Juli belum genap tiba, tapi denyut di Jalan Trunojoyo terasa lebih cepat dari biasanya. Udara di markas besar Kepolisian itu membawa aroma campuran antara euforia ulang tahun dan kecemasan suksesi. Di antara ucapan selamat Hari Bhayangkara ke-79 yang mulai merangkak dari baliho ke meja rapat, terselip pula bisik-bisik soal siapa yang akan duduk di kursi tertinggi itu: Kapolri. Sebuah posisi yang di atas kertas merupakan pucuk komando institusi hukum, tapi dalam kenyataannya tak pernah steril dari tafsir politik kekuasaan.

Menjelang Juli, institusi yang dahulu bernama Djawatan Kepolisian ini seperti menatap cermin yang buram. Usianya hampir menyentuh delapan dekade, tetapi dalam usia tuanya justru ia tampak gelisah. Tak semua jenderal pulang ke Trunojoyo. Sebagian hanya memutari lorongnya, menanti aba-aba politik, menimbang restu, menahan ambisi yang tak kunjung diizinkan mewujud.
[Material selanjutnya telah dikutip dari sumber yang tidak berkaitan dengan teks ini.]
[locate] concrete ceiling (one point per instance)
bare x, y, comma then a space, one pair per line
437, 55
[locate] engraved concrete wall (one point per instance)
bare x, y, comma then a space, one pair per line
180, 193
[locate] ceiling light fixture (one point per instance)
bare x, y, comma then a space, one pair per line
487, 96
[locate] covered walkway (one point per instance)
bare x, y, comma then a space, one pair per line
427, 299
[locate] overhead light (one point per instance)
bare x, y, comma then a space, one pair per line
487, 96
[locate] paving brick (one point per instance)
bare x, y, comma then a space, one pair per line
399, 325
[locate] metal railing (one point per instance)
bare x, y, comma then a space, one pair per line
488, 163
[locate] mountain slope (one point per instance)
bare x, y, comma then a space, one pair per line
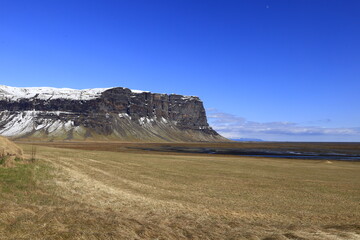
102, 114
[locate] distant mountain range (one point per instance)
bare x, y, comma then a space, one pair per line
42, 113
247, 139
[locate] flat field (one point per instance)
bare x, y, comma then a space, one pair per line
119, 191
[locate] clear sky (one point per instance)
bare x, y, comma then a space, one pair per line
270, 69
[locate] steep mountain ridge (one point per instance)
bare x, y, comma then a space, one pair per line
102, 114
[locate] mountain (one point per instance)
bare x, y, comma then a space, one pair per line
102, 114
248, 140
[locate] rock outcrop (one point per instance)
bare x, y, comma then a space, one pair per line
102, 114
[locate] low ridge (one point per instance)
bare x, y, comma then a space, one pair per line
102, 114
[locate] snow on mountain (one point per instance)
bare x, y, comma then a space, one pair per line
47, 93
Suksesi Kapolri sering dibungkus sebagai proses administratif: presiden memilih dari nama-nama yang diusulkan, lalu DPR memberikan persetujuan yang cenderung seremonial. Namun siapa pun yang mengenal denyut lembaga ini tahu: tidak ada yang administratif dalam soal kekuasaan.
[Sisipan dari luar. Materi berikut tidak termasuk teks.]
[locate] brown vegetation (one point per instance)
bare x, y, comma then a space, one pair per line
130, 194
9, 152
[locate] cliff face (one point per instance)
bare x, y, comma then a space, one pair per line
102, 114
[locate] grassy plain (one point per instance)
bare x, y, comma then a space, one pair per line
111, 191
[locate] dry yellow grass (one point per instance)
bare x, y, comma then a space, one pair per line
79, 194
Polri bukan hanya penegak hukum, ia juga alat kendali. Sejak dipisahkan dari ABRI pasca-Reformasi, Polri ditempatkan langsung di bawah presiden sipil. Tetapi wajah gandanya tetap melekat: satu menatap rakyat, satu lagi menoleh ke Istana. Setiap pergantian Kapolri tak pernah hanya bicara regenerasi, tetapi selalu menyisakan jejak tafsir: hukum untuk siapa, dan kuasa oleh siapa?

Menjelang ulang tahun ke-79, Polri kembali berdiri di persimpangan sejarahnya sendiri. Dan Presiden Prabowo Subianto akan segera mencatat keputusan awal yang akan terbaca jauh ke dalam tubuh institusi itu: akankah ia memilih meneruskan pola Jokowi, atau membuka ruang baru bagi wajah-wajah yang lebih segar?
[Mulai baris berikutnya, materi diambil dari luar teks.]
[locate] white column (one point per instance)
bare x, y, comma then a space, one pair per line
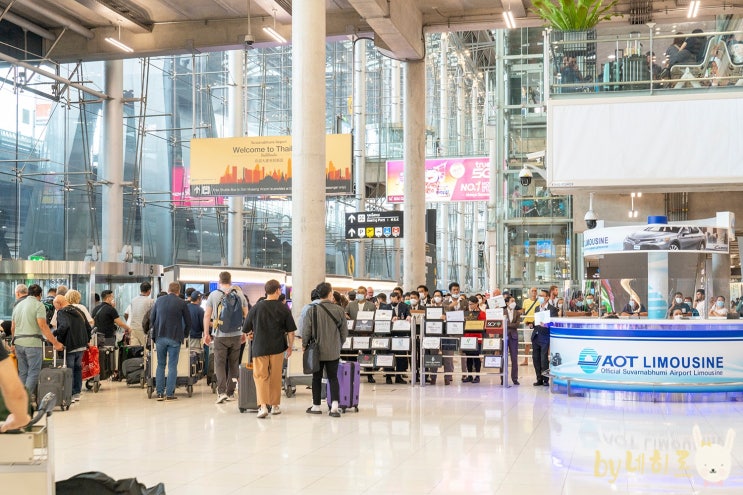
444, 94
112, 194
475, 116
443, 136
395, 107
414, 270
235, 129
461, 249
308, 149
474, 253
359, 148
444, 274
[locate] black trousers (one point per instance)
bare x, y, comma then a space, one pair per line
331, 370
540, 356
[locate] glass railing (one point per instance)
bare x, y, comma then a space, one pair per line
644, 63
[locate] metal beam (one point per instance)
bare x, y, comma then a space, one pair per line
56, 17
51, 75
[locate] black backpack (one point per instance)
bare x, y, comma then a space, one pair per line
229, 317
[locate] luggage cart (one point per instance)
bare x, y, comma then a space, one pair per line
27, 455
187, 371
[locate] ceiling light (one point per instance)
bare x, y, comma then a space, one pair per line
271, 31
118, 44
510, 21
693, 8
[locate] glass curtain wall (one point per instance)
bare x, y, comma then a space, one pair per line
52, 144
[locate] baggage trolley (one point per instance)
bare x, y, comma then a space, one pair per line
27, 455
187, 371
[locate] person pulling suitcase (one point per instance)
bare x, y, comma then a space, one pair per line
326, 325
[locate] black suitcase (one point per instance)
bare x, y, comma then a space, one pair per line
57, 381
107, 359
247, 399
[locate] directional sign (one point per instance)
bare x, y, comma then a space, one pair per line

Ada satu simbol yang lama dianggap suci dalam tradisi kepolisian: Adimakayasa. Sebuah gelar bagi lulusan terbaik Akademi Kepolisian. Ia bukan hanya simbol prestasi, melainkan juga lambang meritokrasi, teladan, bahkan mitologi moral internal. Dalam banyak era, Adimakayasa adalah yang “pantas” menjadi pemimpin, bukan sekadar karena nilainya, tapi karena ia dipercaya membawa marwah institusi.

Namun beberapa tahun terakhir, nama-nama yang duduk di kursi Kapolri tak selalu datang dari tradisi itu. Tafsir lama bergeser. Pengangkatan didasarkan lebih pada loyalitas dan kedekatan, bukan rekam integritas. Dan ini menimbulkan keresahan di tubuh kepolisian: apakah masih ada ruang bagi nilai, atau hanya bagi strategi dan kompromi?

Presiden Prabowo, yang berlatar militer, tentu memahami pentingnya sistem komando, keteladanan, dan simbol kehormatan. Ia bisa saja menunjuk jenderal yang dekat secara politik, tetapi jika ia ingin memberi pesan bahwa hukum akan menjadi wajah utama pemerintahannya—maka pemilihan Kapolri akan menjadi isyarat paling awal dan paling terang.

Trunojoyo bukan sekadar jalan, ia adalah ruang simbolik. Di sana sejarah kepolisian ditulis, dipelintir, dan kadang dikhianati. Di sana pula, wajah-wajah hukum negeri ini ditentukan—entah akan tegak atau kembali tunduk. Maka setiap kali Kapolri berganti, publik selalu bertanya: akankah hukum kembali dijaga, atau malah dilayani?

Ulang tahun Polri seharusnya tak hanya menjadi ritual seremonial. Ia semestinya menjadi ruang tafsir dan perenungan: untuk siapa senjata itu dipanggul? Untuk siapa hukum itu ditegakkan? Dan lebih dalam lagi: masih adakah keberanian di tubuh Polri untuk mengatakan “tidak” pada kuasa yang menyimpang?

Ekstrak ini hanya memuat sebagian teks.